Generating a flurry of conversation among privacy professionals worldwide, the U.S. Federal Trade Commission (FTC) last week filed its response to Wyndham Worldwide Corporation’s interlocutory appeal in the Third Circuit. It’s the most recent activity in a case that began in 2012, when the FTC issued a complaint against Wyndham alleging data security failures that enabled three data breaches between 2008 and 2009. The FTC contended Wyndham’s data security flaws constituted a violation of both the deception and unfairness provisions of Section 5 of the FTC Act.
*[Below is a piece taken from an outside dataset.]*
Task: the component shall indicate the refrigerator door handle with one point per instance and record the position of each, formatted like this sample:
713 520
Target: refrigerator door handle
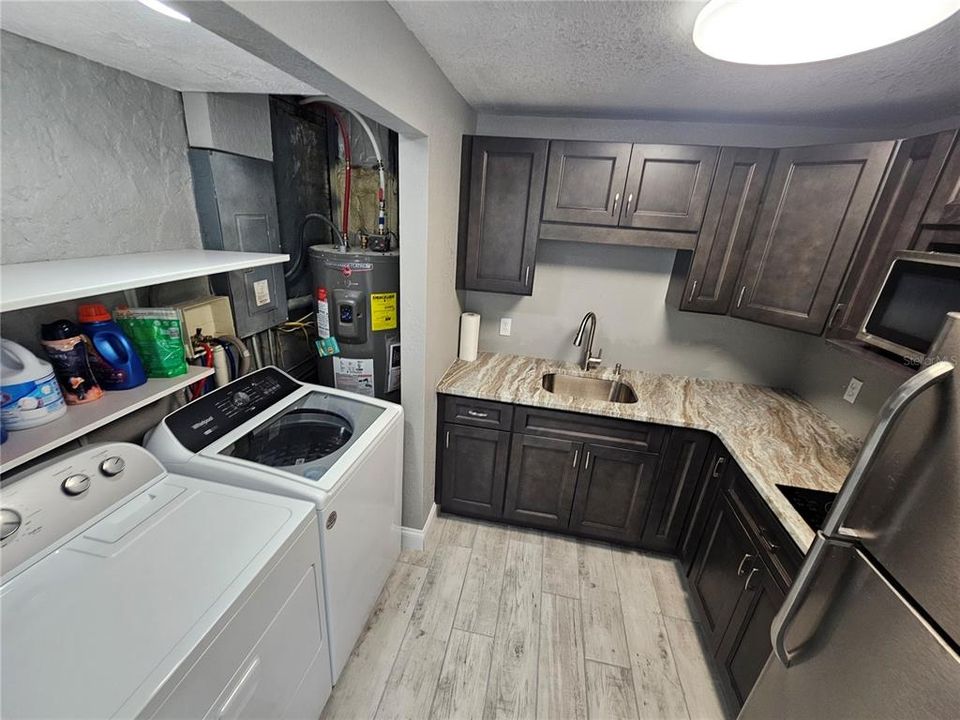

But rather than settle with the FTC—as 50 other companies charged with data security failures have done since 2000—Wyndham moved to dismiss the FTC’s suit. The U.S. District Court in New Jersey denied Wyndham’s motion in April 2014, a decision heralded as a victory for the future of the FTC’s data security enforcement activity. Wyndham filed an interlocutory appeal four months later, disputing in particular the FTC’s claim under its “unfair practices” provision.
The FTC’s response outlines and affirmatively answers the three questions presented in Wyndham’s appeal: whether a company’s unreasonable failure to protect the security of consumer data constitutes an unfair act or practice; whether Wyndham had constitutionally sufficient notice that it needed to take reasonable steps to protect the consumer data entrusted to it, and whether the complaint sufficiently alleged that the data breaches caused consumers substantial injury that they could not have reasonably avoided.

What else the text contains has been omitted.